Lawmakers walked a fine line with this bill. The context of the session was clear: funding healthcare. But the governor's proclamation for the special session also made a brief reference to improving the health of Californians, and the assisted-death bill certainly falls within the realm of providing healthcare that many people see as an improvement. And obviously the bill wasn't rushed into existence; it's hard to think of a more thoroughly debated and discussed piece of legislation.
The path to passage was less than ideal, but in our view it was legal. Unfortunately, Superior Court Judge Daniel A. Ottolia this week chose a more narrow interpretation and dealt a shocking blow both to the law and to terminally ill Californians who may have been counting on it.

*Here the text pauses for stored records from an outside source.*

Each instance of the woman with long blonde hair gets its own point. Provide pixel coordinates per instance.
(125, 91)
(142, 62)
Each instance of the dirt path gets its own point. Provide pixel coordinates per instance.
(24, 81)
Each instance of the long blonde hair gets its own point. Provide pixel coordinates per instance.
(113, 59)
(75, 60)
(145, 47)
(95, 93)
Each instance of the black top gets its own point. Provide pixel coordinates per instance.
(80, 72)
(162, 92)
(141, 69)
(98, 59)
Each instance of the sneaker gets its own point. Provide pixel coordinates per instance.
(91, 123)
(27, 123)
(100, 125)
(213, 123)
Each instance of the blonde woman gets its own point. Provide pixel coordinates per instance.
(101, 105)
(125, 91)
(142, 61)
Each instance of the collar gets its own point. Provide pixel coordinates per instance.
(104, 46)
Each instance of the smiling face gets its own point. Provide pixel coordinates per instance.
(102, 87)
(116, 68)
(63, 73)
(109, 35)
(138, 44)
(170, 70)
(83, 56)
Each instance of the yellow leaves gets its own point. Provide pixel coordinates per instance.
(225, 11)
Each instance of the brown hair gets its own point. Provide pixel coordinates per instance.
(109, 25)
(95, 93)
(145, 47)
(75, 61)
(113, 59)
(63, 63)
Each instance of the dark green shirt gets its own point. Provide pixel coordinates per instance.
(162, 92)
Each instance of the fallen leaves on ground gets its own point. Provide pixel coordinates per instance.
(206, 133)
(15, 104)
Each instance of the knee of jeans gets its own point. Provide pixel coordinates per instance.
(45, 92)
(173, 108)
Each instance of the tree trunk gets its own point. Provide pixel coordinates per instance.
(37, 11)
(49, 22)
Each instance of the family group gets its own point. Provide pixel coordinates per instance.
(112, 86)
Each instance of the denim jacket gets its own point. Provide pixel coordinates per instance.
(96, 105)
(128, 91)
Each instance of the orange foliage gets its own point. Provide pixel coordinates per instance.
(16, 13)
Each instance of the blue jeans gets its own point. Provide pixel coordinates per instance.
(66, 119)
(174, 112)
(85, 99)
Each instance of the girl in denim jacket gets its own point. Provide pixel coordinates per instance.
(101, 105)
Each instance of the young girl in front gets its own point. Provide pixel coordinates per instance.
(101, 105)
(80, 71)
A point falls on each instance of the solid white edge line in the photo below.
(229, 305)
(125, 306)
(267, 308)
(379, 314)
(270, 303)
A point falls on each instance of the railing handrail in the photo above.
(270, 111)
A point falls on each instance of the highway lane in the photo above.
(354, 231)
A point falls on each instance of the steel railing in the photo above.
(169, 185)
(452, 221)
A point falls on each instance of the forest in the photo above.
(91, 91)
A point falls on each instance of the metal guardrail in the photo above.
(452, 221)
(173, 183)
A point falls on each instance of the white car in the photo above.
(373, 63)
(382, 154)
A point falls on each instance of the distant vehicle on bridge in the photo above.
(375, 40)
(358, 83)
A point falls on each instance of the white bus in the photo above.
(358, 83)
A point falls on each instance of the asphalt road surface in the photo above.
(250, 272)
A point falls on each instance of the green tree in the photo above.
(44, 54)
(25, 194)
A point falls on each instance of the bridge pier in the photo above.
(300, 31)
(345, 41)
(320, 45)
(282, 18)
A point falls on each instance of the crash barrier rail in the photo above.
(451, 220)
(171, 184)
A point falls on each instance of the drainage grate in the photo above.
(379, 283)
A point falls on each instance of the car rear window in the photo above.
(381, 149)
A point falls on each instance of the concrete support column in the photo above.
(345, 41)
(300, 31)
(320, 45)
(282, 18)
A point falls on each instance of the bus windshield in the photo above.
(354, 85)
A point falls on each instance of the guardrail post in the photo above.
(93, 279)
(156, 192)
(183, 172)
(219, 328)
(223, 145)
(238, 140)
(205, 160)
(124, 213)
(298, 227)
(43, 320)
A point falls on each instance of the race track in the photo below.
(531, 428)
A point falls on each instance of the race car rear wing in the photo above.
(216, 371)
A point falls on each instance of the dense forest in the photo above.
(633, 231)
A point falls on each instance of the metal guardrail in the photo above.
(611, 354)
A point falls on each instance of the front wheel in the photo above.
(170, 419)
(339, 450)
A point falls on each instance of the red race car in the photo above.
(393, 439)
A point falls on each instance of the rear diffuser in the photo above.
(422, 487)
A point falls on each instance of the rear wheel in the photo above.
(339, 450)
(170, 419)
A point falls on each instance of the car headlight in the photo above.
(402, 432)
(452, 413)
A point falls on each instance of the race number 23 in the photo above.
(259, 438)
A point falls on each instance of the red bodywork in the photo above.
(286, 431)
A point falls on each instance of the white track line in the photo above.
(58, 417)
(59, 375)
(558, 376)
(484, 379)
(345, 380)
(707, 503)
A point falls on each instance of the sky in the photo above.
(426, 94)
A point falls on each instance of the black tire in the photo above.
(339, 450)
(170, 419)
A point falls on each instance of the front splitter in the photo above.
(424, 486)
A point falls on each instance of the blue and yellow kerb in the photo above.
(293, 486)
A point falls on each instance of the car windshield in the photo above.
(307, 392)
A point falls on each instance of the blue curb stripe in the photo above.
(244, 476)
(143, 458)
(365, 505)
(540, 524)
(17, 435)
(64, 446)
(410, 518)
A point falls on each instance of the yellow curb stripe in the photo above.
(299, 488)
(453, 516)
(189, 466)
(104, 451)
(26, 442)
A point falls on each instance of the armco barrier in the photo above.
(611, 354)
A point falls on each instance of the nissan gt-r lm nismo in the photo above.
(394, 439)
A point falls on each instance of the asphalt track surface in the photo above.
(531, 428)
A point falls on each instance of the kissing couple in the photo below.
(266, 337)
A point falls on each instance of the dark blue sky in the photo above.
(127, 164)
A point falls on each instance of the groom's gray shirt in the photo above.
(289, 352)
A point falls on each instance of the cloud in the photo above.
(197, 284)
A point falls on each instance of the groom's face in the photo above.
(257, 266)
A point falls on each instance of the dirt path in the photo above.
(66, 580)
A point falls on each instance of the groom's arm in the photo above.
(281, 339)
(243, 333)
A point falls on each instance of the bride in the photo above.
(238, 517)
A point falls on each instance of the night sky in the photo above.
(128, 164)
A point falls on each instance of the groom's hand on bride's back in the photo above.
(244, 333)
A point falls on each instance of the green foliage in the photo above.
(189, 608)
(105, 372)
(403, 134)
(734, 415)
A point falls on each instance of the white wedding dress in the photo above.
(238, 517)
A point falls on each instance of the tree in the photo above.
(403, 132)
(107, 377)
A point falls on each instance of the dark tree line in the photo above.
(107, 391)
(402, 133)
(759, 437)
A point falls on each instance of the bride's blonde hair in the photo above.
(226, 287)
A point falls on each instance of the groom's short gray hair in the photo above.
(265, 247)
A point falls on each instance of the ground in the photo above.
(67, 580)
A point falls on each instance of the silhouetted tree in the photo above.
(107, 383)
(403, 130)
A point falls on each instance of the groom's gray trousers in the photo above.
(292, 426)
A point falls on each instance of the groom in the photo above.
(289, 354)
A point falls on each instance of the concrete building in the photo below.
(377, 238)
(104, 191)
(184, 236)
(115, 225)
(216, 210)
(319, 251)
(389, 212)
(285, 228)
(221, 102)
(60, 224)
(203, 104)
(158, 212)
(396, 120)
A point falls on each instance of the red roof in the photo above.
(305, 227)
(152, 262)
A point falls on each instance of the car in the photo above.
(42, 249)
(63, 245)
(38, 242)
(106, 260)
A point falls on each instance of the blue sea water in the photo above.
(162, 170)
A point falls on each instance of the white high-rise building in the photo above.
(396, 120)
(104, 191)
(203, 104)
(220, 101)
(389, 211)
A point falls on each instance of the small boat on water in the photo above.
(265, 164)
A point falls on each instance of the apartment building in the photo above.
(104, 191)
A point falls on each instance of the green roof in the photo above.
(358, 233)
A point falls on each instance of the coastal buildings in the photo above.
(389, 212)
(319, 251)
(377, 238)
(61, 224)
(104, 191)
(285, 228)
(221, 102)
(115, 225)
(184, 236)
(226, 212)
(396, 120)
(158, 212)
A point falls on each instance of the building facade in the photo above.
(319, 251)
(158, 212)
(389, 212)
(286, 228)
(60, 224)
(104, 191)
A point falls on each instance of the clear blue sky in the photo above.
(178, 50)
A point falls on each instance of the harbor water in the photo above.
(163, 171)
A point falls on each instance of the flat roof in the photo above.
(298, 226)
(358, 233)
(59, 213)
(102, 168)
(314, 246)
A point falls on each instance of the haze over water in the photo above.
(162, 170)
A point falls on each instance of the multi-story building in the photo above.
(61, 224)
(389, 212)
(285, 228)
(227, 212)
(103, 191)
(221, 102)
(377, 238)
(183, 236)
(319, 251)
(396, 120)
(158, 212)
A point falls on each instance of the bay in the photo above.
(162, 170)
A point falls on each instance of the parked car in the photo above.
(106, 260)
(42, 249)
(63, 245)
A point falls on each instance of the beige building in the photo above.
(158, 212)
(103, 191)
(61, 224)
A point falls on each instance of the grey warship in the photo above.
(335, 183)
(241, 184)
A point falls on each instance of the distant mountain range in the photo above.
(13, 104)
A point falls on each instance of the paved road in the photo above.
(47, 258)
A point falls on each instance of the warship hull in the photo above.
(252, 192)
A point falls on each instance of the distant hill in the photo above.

It would be a terrible next chapter if this ruling is allowed to deprive Californians of the right to make such an extraordinarily important decision for themselves. With luck, the ruling will be quickly overturned on appeal. If not, the Legislature should move immediately to pass a new bill. We understand and respect the objections of the Roman Catholic Church and others who deplore such laws, but their religious beliefs should not overrule the views and desires of the majority of Californians.
Despite the brouhaha over the special session, Gov. Jerry Brown decided to sign the bill when it came to him in 2015. Here's his eloquent explanation: "In the end, I was left to reflect on what I would want in the face of my own death. I do not know what I would do if I were dying in prolonged and excruciating pain. I am certain, however, that it would be a comfort to be able to consider the options afforded by this bill. And I wouldn't deny that right to others."